Преодолев небольшой, но крутой, чуть не отвесный склон (и назывался он зерно: Разбойничьим склоном), погонщики решили переждать ливень на белесом от извести плоскогорье. Один за другим зашли они под навес крыши и загнали туда коней и мулов. В этом доме почти никогда никто не жил, но сейчас там время от времени бывал некий дон Касуалидон, испанец из испанцев, хотя ирландского происхождения, о чем говорили и голубые фарфоровые глаза на медном от холода лице, и рыжие волосы, медовыми струями стекавшие на лоб, на уши и на бычью шею. Черты эти, как и рост, отличали его от местных жителей; те были как на подбор страшны, мелки, головасты и взором напоминали голодного солдата, поскольку от здешней воды глаза у них выкатывались, вырастал зоб, вздувались вены и все усиливался страх.
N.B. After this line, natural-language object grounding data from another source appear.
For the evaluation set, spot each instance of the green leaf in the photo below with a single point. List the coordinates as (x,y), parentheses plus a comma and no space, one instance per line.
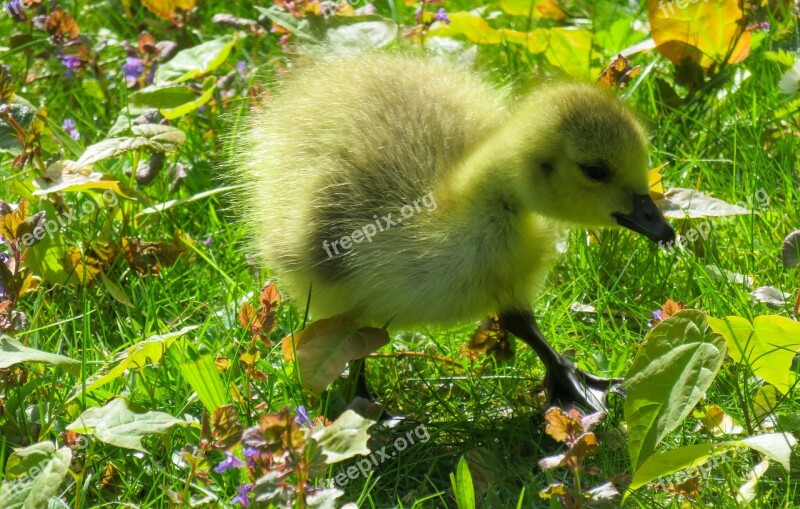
(23,113)
(209,87)
(172,100)
(115,291)
(776,446)
(161,207)
(298,26)
(137,356)
(153,137)
(115,424)
(365,35)
(202,375)
(324,348)
(34,475)
(71,182)
(195,61)
(672,370)
(767,346)
(164,96)
(462,485)
(681,203)
(569,49)
(13,352)
(345,438)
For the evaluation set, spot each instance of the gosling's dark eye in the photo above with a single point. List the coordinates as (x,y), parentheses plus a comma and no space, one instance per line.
(596,172)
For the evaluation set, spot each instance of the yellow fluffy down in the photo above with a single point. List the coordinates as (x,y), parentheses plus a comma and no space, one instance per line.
(399,188)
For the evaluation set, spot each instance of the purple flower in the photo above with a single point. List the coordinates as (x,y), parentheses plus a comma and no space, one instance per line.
(229,462)
(71,63)
(71,128)
(15,10)
(133,68)
(251,453)
(302,416)
(244,495)
(441,15)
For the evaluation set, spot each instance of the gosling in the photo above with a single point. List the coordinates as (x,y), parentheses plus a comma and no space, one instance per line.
(405,190)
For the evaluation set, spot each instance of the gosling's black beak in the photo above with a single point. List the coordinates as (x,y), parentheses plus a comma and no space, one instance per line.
(646,219)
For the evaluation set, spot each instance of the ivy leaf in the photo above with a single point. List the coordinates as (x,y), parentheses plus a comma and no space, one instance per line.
(768,345)
(34,475)
(152,137)
(776,446)
(195,61)
(115,424)
(672,370)
(345,438)
(324,348)
(13,352)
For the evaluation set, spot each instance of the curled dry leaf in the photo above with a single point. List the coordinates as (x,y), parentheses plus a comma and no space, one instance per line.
(490,339)
(561,426)
(148,258)
(62,26)
(619,73)
(718,423)
(264,320)
(324,348)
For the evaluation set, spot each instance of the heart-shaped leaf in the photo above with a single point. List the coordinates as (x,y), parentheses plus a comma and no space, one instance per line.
(672,370)
(768,345)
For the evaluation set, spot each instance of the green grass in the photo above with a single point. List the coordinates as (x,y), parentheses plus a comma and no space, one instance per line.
(484,410)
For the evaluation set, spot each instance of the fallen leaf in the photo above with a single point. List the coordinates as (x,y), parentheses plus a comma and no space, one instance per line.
(618,75)
(148,258)
(705,33)
(719,424)
(680,203)
(324,348)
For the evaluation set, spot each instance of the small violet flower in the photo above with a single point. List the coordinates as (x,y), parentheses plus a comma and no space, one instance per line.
(441,15)
(251,453)
(244,495)
(302,416)
(71,128)
(229,462)
(133,68)
(71,63)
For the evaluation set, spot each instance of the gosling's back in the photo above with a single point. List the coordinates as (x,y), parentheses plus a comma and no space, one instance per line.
(346,143)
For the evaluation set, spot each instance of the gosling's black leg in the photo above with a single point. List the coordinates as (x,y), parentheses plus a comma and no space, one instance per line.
(566,384)
(360,389)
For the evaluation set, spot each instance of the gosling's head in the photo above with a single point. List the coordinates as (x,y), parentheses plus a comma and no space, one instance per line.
(589,155)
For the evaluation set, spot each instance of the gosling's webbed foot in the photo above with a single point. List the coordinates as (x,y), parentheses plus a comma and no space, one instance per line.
(567,385)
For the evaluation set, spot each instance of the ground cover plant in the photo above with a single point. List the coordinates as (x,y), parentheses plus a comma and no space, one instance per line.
(147,361)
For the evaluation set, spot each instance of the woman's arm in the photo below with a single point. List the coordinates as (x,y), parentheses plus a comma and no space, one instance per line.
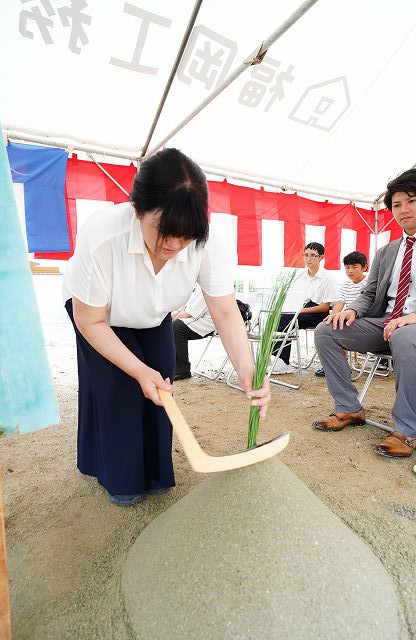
(319,308)
(91,323)
(230,326)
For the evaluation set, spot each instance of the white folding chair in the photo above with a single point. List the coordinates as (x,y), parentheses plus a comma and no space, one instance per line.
(375,358)
(291,334)
(218,372)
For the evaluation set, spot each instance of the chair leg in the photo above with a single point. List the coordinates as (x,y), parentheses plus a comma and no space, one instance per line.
(290,385)
(369,379)
(206,375)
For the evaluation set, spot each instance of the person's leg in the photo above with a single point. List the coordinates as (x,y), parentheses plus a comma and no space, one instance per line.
(365,334)
(182,333)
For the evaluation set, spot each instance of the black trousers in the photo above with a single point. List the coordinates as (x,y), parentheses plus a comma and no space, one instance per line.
(124,439)
(182,333)
(305,321)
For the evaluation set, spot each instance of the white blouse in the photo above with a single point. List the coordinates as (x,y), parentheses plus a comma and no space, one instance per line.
(111,267)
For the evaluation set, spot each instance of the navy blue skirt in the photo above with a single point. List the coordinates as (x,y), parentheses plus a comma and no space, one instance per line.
(124,439)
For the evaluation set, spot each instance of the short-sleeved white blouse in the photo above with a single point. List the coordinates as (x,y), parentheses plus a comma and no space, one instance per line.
(111,267)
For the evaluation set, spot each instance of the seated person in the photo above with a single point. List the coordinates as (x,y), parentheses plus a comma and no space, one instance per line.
(355,264)
(320,291)
(382,317)
(192,323)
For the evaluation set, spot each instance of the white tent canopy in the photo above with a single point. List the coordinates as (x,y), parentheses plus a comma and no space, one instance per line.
(329,108)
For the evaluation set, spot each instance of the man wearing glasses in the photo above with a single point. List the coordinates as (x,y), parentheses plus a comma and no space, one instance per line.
(320,290)
(382,317)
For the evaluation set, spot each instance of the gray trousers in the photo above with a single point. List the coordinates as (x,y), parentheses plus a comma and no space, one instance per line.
(366,334)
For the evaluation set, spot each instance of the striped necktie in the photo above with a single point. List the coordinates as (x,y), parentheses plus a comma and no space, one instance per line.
(404,281)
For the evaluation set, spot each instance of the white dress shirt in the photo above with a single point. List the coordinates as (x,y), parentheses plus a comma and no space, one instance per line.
(111,267)
(410,303)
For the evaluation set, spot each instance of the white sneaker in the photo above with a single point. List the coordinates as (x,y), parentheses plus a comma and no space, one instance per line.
(280,367)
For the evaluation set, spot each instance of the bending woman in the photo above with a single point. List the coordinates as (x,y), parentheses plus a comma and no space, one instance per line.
(133,264)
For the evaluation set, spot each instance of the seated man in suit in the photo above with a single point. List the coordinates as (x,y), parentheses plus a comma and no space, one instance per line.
(319,288)
(383,316)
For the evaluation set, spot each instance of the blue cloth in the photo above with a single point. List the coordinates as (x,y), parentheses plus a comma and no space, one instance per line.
(27,395)
(42,170)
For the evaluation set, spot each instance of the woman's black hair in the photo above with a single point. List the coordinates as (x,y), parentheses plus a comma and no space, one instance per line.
(356,257)
(316,246)
(175,185)
(405,181)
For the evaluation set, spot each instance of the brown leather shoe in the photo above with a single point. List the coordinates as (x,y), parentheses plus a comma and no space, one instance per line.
(396,445)
(337,421)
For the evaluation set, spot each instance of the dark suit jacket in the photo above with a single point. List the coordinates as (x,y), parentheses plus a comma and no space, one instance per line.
(372,302)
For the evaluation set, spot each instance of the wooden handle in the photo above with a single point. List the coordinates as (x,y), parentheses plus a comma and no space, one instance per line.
(204,463)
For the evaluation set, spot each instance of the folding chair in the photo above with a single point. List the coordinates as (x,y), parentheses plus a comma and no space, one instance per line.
(250,328)
(291,334)
(367,365)
(203,374)
(375,357)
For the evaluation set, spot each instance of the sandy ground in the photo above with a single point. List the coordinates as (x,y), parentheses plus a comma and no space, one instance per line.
(66,543)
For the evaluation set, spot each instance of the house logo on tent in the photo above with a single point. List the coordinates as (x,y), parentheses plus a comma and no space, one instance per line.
(322,104)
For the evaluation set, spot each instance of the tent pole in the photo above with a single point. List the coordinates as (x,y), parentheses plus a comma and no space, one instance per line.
(376,225)
(18,134)
(172,75)
(251,60)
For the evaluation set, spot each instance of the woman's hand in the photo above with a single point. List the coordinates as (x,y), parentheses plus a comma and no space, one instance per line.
(150,381)
(260,397)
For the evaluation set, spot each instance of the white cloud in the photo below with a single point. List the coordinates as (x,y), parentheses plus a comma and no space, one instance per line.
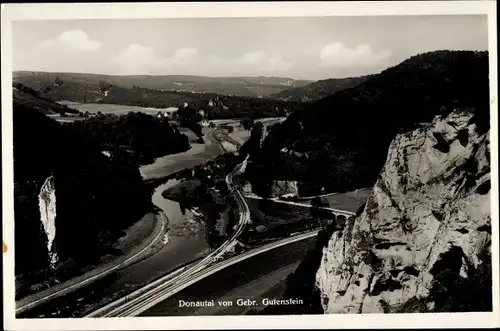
(72,40)
(338,55)
(259,60)
(137,59)
(140,59)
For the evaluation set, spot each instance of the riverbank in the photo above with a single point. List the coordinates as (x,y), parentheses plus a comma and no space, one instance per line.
(139,242)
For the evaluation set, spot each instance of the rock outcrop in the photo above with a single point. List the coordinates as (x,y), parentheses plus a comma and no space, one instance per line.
(422,243)
(47,205)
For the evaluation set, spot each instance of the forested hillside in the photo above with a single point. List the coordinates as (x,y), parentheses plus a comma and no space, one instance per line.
(241,86)
(98,188)
(340,142)
(217,106)
(319,90)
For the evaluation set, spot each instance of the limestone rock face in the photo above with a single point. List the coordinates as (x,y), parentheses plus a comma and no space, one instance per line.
(422,243)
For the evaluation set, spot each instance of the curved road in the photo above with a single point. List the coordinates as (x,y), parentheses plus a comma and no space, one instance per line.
(248,280)
(145,297)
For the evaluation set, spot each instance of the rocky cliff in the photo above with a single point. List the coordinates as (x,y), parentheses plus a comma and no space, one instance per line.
(422,243)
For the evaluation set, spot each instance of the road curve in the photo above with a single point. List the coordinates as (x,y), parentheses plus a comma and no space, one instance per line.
(140,300)
(95,277)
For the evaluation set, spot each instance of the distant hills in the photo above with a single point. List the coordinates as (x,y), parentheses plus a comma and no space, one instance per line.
(319,90)
(240,86)
(28,97)
(340,142)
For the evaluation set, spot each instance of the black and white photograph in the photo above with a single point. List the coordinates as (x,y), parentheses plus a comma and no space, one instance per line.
(222,162)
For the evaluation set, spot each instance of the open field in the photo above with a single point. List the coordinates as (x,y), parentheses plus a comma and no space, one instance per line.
(109,108)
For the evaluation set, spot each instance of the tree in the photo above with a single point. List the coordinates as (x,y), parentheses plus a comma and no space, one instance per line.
(58,81)
(247,123)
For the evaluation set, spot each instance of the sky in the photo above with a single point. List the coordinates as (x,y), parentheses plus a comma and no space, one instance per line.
(301,47)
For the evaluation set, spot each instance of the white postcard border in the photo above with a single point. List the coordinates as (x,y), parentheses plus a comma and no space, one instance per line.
(12,12)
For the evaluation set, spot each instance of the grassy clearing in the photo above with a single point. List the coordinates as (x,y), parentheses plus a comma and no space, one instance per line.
(94,108)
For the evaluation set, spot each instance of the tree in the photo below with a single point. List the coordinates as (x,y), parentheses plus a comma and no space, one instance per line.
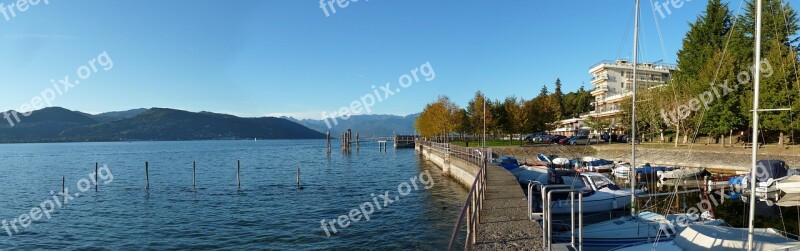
(541,112)
(707,35)
(437,118)
(559,99)
(779,48)
(510,118)
(475,111)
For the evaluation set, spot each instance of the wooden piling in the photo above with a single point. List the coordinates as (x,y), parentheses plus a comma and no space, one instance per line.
(147,175)
(328,137)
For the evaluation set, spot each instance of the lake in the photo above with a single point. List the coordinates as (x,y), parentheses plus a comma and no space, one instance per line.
(267,211)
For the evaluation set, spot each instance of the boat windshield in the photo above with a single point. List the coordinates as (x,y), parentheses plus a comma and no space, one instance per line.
(601,181)
(576,182)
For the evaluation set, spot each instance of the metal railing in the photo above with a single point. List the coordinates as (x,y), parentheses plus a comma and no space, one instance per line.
(546,215)
(471,211)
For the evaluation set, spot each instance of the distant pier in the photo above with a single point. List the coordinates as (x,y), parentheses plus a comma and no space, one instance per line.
(403,141)
(495,212)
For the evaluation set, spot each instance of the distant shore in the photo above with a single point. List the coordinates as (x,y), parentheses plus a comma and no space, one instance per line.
(725,159)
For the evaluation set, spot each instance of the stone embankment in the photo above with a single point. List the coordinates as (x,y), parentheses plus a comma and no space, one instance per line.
(717,158)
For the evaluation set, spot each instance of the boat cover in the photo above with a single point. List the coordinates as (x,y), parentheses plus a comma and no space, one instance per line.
(704,237)
(771,169)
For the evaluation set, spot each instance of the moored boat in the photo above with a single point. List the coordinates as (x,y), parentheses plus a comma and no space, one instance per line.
(683,173)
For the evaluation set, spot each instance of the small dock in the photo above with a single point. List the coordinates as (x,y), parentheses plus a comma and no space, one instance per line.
(496,211)
(504,223)
(403,141)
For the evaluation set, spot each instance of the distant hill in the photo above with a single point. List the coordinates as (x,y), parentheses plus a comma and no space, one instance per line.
(62,125)
(45,125)
(112,116)
(365,125)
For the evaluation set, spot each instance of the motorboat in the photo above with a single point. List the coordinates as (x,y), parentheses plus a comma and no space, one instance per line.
(600,194)
(683,173)
(647,227)
(647,172)
(597,165)
(789,185)
(622,170)
(771,172)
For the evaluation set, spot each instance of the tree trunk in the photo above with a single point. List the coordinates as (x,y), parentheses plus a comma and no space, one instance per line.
(730,138)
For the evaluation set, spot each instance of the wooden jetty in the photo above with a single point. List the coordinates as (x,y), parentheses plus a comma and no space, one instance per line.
(403,141)
(496,210)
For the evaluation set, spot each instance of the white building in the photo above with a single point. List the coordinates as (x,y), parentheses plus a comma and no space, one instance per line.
(613,82)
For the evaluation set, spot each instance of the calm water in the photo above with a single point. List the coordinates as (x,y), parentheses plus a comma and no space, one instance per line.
(267,212)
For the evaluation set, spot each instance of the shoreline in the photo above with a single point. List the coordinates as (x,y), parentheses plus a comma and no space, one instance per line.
(724,159)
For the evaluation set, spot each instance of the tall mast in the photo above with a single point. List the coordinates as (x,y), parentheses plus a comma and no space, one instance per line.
(756,83)
(632,138)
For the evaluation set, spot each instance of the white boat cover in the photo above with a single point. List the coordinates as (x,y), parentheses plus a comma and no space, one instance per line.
(790,185)
(689,172)
(705,237)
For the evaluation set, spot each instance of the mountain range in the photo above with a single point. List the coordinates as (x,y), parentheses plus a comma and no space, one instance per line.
(366,126)
(56,124)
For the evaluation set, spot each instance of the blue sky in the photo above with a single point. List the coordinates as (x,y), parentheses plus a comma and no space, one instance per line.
(286,57)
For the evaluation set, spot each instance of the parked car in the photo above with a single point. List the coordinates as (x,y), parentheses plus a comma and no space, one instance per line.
(606,137)
(554,139)
(579,140)
(625,139)
(541,138)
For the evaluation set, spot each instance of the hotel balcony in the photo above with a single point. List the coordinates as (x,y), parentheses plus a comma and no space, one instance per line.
(600,89)
(599,78)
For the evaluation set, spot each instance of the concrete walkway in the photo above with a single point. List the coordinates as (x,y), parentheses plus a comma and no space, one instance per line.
(504,221)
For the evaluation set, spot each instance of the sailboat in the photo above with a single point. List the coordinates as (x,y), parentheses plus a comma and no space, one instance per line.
(697,237)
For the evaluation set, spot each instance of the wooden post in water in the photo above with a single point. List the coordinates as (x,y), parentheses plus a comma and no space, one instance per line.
(328,137)
(95,175)
(147,175)
(194,171)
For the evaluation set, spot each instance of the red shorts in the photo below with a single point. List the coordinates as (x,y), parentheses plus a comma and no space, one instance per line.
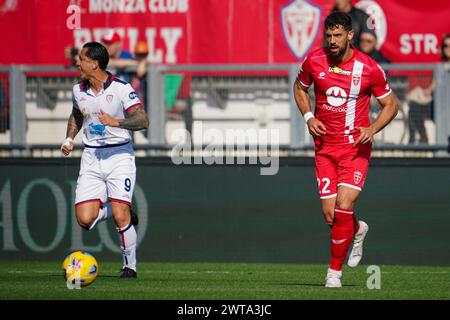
(345,165)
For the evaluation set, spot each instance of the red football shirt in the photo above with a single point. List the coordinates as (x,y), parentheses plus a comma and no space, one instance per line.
(343,91)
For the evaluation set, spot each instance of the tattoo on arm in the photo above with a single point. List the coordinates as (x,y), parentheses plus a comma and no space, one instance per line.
(75,123)
(135,120)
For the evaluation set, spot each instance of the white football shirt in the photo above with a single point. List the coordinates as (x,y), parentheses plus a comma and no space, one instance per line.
(116,98)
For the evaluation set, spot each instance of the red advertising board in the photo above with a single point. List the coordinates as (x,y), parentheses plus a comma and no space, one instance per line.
(212,31)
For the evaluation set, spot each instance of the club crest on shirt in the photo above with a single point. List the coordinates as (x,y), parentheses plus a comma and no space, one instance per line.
(300,21)
(356,78)
(132,95)
(357,176)
(339,71)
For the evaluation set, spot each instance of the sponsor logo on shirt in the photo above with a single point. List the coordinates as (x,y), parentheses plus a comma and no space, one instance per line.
(97,129)
(336,96)
(301,23)
(339,71)
(356,79)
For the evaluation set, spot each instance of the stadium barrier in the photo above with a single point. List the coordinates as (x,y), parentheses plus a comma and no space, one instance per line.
(228,213)
(196,99)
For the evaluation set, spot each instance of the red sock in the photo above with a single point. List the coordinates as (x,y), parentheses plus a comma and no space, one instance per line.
(341,237)
(355,225)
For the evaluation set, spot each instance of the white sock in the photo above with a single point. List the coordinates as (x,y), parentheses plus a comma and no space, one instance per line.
(104,213)
(128,240)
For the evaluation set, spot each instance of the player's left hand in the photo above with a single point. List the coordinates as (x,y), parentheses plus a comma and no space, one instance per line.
(366,135)
(107,120)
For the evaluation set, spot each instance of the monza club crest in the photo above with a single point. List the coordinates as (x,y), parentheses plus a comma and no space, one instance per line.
(300,20)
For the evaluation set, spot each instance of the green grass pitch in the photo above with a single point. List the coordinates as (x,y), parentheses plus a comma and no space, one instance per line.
(223,281)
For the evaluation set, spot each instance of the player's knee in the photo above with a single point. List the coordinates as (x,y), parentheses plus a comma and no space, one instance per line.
(328,215)
(121,215)
(344,204)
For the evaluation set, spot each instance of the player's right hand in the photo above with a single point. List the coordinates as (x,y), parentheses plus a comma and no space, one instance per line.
(67,146)
(316,128)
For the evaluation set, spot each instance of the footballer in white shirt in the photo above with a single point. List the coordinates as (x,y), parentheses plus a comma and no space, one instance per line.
(107,109)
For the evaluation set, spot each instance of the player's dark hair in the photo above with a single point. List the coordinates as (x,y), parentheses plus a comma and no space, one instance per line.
(96,51)
(336,19)
(444,58)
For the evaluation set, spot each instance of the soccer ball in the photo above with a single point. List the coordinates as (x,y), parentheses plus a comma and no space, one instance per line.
(80,268)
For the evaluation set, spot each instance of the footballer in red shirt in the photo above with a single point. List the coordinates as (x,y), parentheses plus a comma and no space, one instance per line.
(344,80)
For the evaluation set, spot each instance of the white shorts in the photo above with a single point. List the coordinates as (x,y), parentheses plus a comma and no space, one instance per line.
(106,174)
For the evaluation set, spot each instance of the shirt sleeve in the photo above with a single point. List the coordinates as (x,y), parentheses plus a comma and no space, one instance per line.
(304,75)
(130,99)
(379,87)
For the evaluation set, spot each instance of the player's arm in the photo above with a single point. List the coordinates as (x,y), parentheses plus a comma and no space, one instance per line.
(135,119)
(387,114)
(74,125)
(316,128)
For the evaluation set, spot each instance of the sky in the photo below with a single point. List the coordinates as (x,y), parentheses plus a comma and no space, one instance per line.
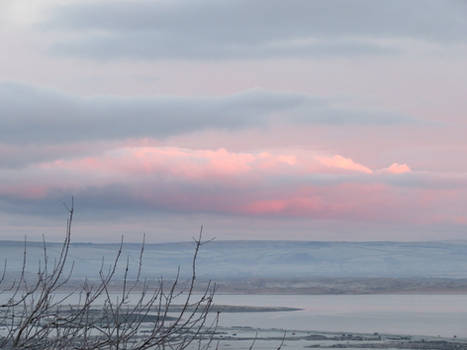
(339,120)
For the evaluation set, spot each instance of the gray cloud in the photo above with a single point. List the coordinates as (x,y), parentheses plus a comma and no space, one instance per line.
(31,115)
(203,29)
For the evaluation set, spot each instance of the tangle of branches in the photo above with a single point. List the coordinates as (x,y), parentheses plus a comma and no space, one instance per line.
(37,315)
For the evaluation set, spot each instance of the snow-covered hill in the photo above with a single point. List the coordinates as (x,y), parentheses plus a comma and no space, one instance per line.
(264,259)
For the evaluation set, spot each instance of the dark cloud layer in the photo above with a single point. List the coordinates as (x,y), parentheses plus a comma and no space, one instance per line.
(204,29)
(31,115)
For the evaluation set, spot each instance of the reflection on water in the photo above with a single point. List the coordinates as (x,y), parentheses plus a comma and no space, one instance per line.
(444,315)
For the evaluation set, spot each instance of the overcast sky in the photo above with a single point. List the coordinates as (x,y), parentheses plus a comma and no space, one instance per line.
(264,119)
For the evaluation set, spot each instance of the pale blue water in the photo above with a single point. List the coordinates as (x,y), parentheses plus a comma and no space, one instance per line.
(433,315)
(444,315)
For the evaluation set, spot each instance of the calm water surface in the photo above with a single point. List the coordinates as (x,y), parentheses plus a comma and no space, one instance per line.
(444,315)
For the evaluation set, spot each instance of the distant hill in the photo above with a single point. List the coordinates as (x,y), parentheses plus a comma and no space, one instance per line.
(230,260)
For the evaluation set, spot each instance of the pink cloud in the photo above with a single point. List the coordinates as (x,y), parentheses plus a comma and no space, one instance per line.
(396,168)
(343,163)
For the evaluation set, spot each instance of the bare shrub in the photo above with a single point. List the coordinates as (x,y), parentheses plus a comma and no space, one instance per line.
(38,316)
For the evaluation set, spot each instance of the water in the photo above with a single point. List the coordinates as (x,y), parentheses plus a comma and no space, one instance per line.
(433,315)
(444,315)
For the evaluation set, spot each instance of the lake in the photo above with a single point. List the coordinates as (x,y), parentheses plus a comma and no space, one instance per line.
(444,315)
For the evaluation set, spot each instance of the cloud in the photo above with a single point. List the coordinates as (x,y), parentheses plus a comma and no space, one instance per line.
(210,29)
(130,180)
(396,168)
(34,115)
(340,162)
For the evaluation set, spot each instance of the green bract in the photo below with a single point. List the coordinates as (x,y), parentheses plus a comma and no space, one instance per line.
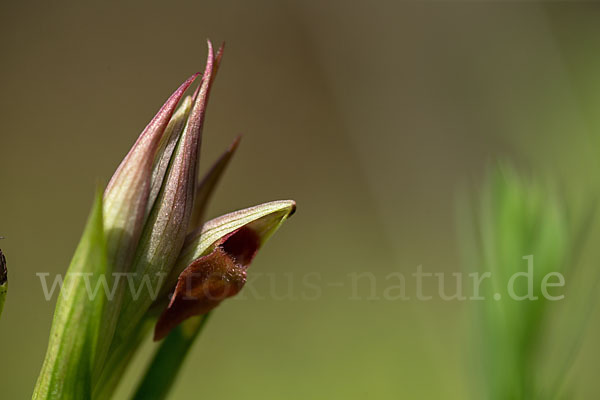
(144,236)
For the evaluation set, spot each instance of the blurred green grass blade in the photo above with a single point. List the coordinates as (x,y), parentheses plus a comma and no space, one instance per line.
(168,360)
(66,372)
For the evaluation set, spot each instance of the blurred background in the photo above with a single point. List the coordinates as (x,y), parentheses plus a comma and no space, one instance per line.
(372,115)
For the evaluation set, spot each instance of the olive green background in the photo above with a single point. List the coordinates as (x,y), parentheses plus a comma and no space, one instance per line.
(372,115)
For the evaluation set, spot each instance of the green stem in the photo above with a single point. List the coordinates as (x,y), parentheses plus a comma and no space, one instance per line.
(167,361)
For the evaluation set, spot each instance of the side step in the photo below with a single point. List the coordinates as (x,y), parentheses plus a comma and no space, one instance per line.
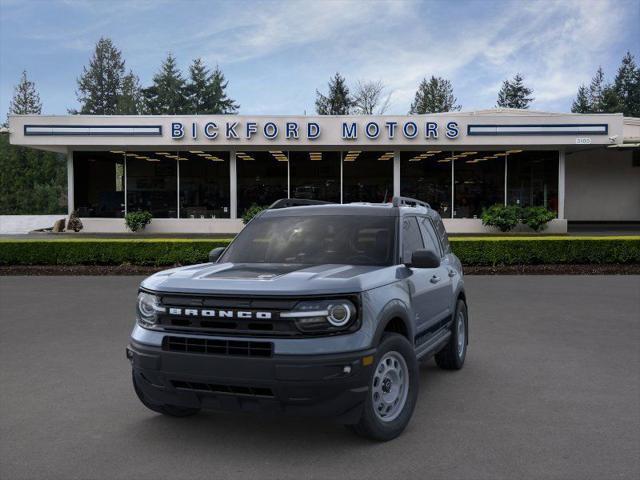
(434,344)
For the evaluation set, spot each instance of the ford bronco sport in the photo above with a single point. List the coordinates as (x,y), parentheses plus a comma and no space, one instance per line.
(314,308)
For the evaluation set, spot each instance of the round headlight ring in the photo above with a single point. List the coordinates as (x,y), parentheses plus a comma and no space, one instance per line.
(146,307)
(339,314)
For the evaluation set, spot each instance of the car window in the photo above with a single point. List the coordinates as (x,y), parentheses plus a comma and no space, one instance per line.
(315,240)
(430,237)
(442,234)
(411,238)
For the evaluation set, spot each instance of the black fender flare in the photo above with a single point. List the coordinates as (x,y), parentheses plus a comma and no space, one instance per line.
(394,309)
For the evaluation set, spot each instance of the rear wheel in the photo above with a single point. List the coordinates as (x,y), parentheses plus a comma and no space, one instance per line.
(452,356)
(165,409)
(393,390)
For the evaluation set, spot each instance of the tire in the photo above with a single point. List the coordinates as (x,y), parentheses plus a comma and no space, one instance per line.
(452,356)
(169,410)
(395,354)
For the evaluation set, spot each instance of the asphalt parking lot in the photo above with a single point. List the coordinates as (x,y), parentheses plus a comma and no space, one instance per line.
(551,389)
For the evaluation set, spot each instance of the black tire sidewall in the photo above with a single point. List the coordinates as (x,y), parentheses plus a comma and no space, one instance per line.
(461,306)
(375,427)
Равнины и горы чесночного цвета вымел ветер, несущийся от океана к океану, и удержались тут лишь обрывки низкорослых трав да крепкие, когтистые кактусы.
Кони и мулы ржали, трое мужчин нарочито громко беседовали, и на весь этот шум из темноты дома неспешно вышли люди, моргая от света. Порфирио хорошо их знал.
— Ух ты! — сказал он. — Чего вас тут черти носят?
— Кому говорить, — ответил ему Мельгар, прозванный Культей. — А вас чего носит? Проходу от вас нет.